Copper futures rose in New York as Goldman Sachs Group Inc., one of Wall Street’s leading commodity traders, advised investors to buy the metal.
Goldman Sachs also recommended buying zinc and crude oil, saying economic growth will probably be strong enough to tighten some markets with supply constraints in the second half, leading prices to climb. JPMorgan Chase & Co. said copper is “well supported” and “will not collapse.” Yesterday, the metal had the biggest drop in almost two weeks.
“We believe that current copper-price levels offer an attractive opportunity to establish long positions in the metal,” Goldman Sachs analysts, led by the London-based head of commodity research Jeffrey Currie, said today in a report.
Copper futures for July delivery advanced 2.15 cents, or 0.5 percent, to $4.013 a pound at 1:12 p.m. on the Comex in New York.

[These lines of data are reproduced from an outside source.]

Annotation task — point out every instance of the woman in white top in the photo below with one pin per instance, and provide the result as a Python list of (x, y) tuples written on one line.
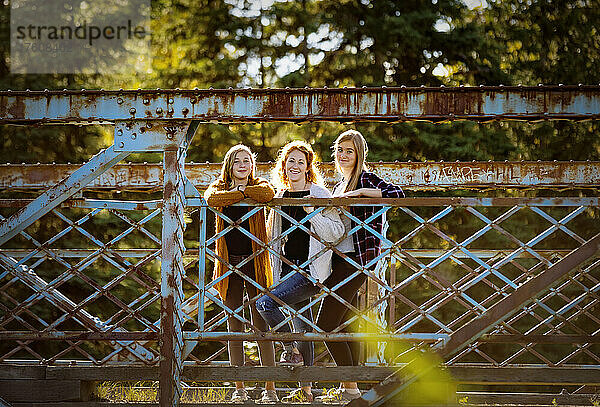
[(298, 177)]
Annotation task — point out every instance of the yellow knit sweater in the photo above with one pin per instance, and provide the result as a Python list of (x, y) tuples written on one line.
[(218, 195)]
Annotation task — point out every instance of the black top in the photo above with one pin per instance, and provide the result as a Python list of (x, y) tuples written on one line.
[(238, 243), (296, 246)]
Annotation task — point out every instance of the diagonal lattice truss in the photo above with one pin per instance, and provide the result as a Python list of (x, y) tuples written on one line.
[(96, 267), (90, 269), (443, 266)]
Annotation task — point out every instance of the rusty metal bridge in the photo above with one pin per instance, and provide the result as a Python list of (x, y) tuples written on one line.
[(504, 289)]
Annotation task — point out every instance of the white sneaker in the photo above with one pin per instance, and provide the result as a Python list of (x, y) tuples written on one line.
[(337, 395), (239, 396), (268, 396)]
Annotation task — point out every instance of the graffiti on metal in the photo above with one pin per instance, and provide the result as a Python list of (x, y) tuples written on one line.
[(411, 175)]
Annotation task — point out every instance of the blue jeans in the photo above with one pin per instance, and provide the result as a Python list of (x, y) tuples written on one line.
[(296, 292)]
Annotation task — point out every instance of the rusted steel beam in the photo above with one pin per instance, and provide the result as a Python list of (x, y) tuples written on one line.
[(59, 192), (410, 175), (173, 248), (483, 103), (407, 202), (221, 336)]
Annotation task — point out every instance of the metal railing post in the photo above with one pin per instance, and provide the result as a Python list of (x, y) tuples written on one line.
[(172, 271)]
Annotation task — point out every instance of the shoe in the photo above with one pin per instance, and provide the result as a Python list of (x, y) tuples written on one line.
[(289, 358), (239, 396), (268, 396), (298, 396), (337, 396)]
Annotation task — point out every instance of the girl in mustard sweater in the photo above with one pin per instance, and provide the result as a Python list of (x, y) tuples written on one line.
[(237, 182)]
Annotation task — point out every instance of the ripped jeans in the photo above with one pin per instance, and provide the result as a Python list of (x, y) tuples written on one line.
[(296, 292)]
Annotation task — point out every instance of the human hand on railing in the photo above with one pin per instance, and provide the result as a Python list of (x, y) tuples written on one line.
[(308, 209), (367, 192)]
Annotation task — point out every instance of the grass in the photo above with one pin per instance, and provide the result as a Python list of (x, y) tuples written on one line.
[(136, 392)]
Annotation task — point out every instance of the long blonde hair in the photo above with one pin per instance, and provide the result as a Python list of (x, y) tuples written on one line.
[(227, 168), (313, 175), (361, 148)]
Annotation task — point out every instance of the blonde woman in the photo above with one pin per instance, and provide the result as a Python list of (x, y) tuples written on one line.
[(237, 182), (350, 151), (298, 177)]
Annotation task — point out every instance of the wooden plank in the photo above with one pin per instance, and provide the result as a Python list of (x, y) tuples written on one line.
[(112, 373), (526, 375), (519, 399), (540, 338), (462, 374), (40, 390)]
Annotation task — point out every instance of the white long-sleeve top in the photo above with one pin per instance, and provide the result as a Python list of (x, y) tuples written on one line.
[(326, 224)]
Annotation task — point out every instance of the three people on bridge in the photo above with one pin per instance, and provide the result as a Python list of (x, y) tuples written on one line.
[(311, 251)]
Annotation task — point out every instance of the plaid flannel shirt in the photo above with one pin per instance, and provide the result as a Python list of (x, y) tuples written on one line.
[(366, 244)]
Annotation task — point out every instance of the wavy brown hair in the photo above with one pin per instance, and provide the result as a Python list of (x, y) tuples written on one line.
[(227, 168), (313, 175), (361, 149)]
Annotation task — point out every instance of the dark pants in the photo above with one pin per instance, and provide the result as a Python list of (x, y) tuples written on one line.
[(332, 312), (235, 296), (296, 292)]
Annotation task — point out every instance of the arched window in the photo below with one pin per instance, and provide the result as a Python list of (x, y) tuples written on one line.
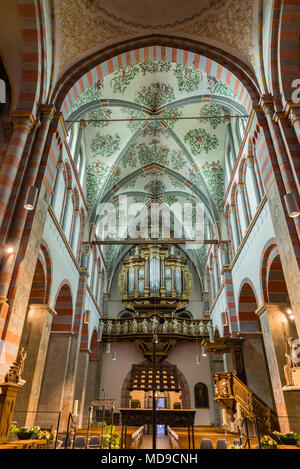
[(201, 396)]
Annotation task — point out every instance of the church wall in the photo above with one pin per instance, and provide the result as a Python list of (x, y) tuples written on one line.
[(219, 308), (114, 372), (248, 261), (184, 356)]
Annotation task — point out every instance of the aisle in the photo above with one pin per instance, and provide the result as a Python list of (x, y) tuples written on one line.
[(162, 442)]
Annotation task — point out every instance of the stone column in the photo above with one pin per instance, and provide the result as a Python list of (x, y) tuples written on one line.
[(54, 379), (78, 144), (70, 380), (58, 180), (276, 328), (231, 142), (162, 277), (23, 124), (234, 227), (224, 254), (35, 339), (242, 189), (81, 382), (251, 166), (66, 223), (147, 276), (8, 396)]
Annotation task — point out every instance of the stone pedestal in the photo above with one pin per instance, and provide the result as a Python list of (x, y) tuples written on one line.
[(8, 398), (81, 382), (276, 328), (54, 379), (36, 338)]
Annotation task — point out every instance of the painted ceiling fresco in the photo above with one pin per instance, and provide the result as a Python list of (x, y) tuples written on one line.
[(155, 128)]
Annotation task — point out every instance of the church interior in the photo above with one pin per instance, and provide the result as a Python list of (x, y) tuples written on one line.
[(149, 224)]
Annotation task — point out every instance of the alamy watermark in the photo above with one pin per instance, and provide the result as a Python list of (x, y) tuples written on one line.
[(296, 93), (156, 221), (2, 92)]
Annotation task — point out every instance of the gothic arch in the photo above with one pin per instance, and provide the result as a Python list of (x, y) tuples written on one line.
[(64, 308), (234, 73), (185, 393), (247, 305)]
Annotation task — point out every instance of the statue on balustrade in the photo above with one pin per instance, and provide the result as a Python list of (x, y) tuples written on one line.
[(134, 326), (175, 326), (119, 327), (125, 327), (109, 327), (201, 396), (145, 326), (100, 330), (210, 331), (155, 323), (291, 368), (201, 328), (224, 387)]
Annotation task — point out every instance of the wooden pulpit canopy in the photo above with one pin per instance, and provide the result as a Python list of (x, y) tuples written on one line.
[(141, 378)]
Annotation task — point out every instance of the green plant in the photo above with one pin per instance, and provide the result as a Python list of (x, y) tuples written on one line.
[(110, 438), (290, 438), (268, 443)]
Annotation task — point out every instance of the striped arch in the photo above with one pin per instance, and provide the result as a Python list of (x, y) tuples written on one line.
[(84, 343), (271, 275), (63, 322), (229, 230), (276, 285), (81, 233), (94, 346), (247, 305), (32, 50), (284, 50), (47, 260), (185, 393), (230, 70), (41, 283)]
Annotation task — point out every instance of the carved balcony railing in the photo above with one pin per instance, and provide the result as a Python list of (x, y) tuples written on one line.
[(142, 327), (230, 391)]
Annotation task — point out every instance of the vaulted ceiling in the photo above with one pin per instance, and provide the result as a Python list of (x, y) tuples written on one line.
[(155, 128), (84, 26)]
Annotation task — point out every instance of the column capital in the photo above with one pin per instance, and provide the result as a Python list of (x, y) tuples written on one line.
[(8, 131), (48, 112), (293, 115), (224, 248), (250, 161), (22, 120)]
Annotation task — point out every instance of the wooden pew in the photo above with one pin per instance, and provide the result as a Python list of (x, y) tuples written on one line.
[(179, 437)]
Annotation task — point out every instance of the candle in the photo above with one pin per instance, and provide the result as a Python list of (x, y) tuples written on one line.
[(224, 417), (75, 408)]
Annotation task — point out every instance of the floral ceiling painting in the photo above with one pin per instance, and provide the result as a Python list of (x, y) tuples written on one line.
[(161, 117)]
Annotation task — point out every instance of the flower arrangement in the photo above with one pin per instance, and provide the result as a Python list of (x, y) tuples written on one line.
[(29, 433), (268, 443), (110, 439), (290, 438)]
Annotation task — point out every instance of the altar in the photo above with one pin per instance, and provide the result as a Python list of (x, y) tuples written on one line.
[(174, 417)]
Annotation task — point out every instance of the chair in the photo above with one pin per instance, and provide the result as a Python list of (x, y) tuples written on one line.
[(221, 444), (94, 442), (79, 442), (62, 443), (206, 444), (237, 443)]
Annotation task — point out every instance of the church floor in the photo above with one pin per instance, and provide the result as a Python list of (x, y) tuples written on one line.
[(162, 442)]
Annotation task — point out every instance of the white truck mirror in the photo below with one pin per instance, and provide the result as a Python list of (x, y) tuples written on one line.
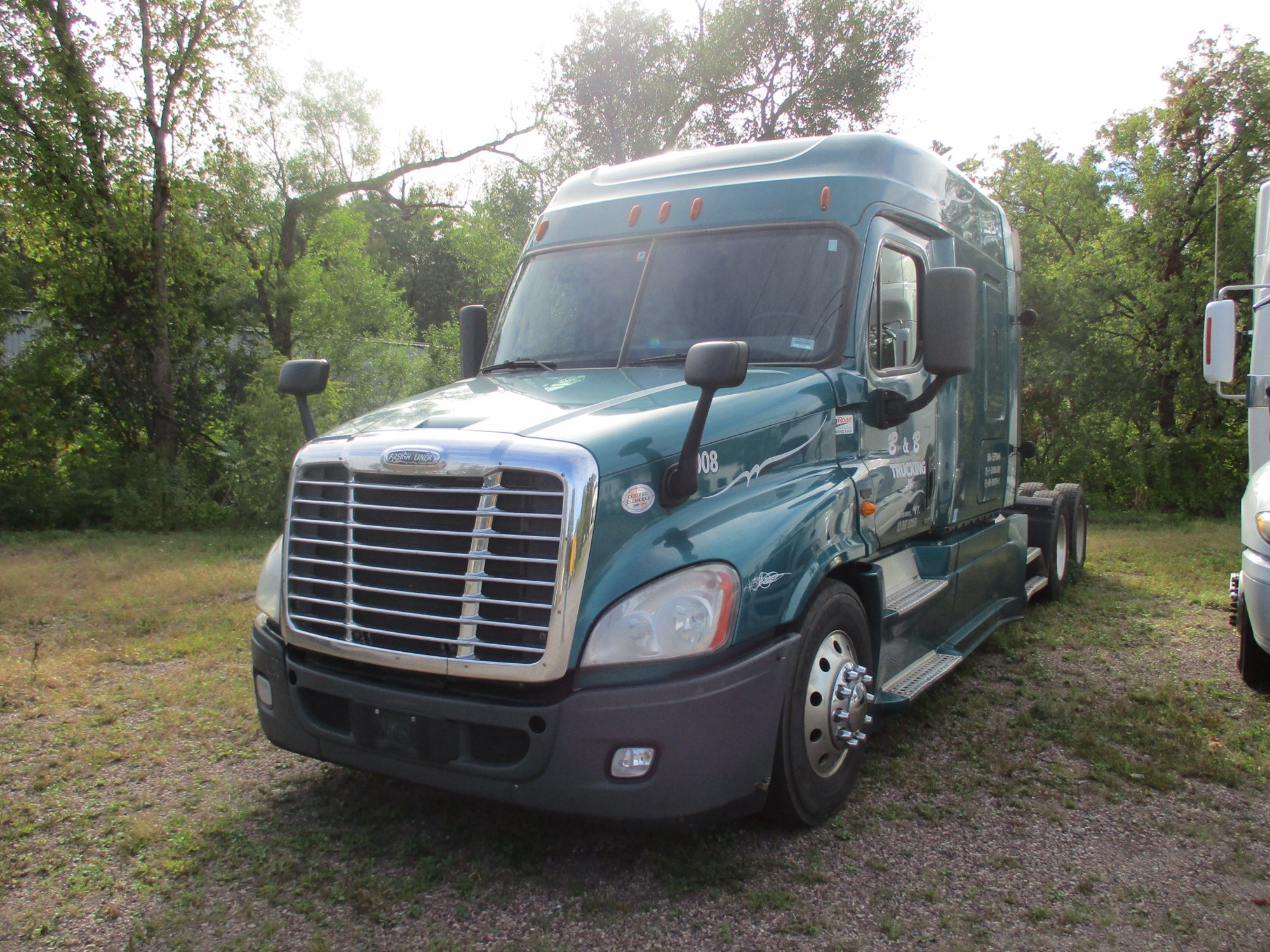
[(1220, 342)]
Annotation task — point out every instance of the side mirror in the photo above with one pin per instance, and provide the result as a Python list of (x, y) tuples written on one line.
[(712, 365), (303, 380), (1220, 336), (473, 338), (949, 317)]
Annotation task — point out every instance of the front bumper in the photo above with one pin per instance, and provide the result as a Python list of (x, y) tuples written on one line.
[(714, 733), (1255, 588)]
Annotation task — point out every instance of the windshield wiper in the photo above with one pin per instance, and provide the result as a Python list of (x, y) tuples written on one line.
[(660, 359), (519, 364)]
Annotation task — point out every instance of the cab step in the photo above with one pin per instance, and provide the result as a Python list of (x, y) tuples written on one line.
[(914, 595), (1036, 585), (921, 675), (906, 587)]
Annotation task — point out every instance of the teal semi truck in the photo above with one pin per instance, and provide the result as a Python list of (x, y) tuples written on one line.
[(733, 474)]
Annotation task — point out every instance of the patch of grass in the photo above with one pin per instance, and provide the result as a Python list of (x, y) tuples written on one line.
[(140, 804)]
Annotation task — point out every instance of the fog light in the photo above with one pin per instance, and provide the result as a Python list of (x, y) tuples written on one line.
[(632, 762), (265, 691)]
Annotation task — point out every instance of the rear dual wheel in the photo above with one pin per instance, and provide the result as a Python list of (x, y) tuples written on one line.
[(826, 720)]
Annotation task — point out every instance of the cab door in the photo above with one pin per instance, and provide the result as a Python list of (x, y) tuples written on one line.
[(897, 473)]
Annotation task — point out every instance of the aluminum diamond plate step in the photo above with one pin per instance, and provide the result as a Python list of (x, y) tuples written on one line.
[(915, 593), (921, 675)]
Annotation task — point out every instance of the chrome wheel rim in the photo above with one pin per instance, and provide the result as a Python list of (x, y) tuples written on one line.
[(835, 704)]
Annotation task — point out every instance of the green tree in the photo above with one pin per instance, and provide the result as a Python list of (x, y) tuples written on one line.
[(1118, 251), (633, 84)]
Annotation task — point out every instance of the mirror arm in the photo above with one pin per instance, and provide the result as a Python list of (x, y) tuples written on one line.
[(681, 479), (928, 395), (892, 409), (307, 418)]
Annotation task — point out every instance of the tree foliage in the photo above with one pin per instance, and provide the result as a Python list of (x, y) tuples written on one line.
[(633, 84), (1118, 247)]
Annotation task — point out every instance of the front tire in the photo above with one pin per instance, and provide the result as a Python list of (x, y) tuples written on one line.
[(826, 723)]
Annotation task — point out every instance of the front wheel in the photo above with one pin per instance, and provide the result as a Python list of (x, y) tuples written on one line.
[(826, 719)]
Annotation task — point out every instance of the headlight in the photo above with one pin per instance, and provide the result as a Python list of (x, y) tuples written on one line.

Yesterday, the metal fell 3.2 percent, the most since May 11.
Futures have dropped 14 percent from a record $4.6575 a Feb. 15, partly on concern that interest-rate increases in China, the world’s biggest consumer of industrial metals, will curtail demand.
“The question is not if Chinese consumption will grow by 12 percent or 9 percent, but that it is growing,” Christian Schirmeister, an executive director of JPMorgan Chase Bank N.A., said today at a conference in Singapore. “China physical demand is finally beginning to show up in the nearby spreads, although the volumes still are soft.”
On the London Metal Exchange, copper for delivery in three months gained $67, or 0.8 percent, to $8,861 a metric ton ($4.02 a pound). Aluminum, lead, nickel, zinc and tin also advanced.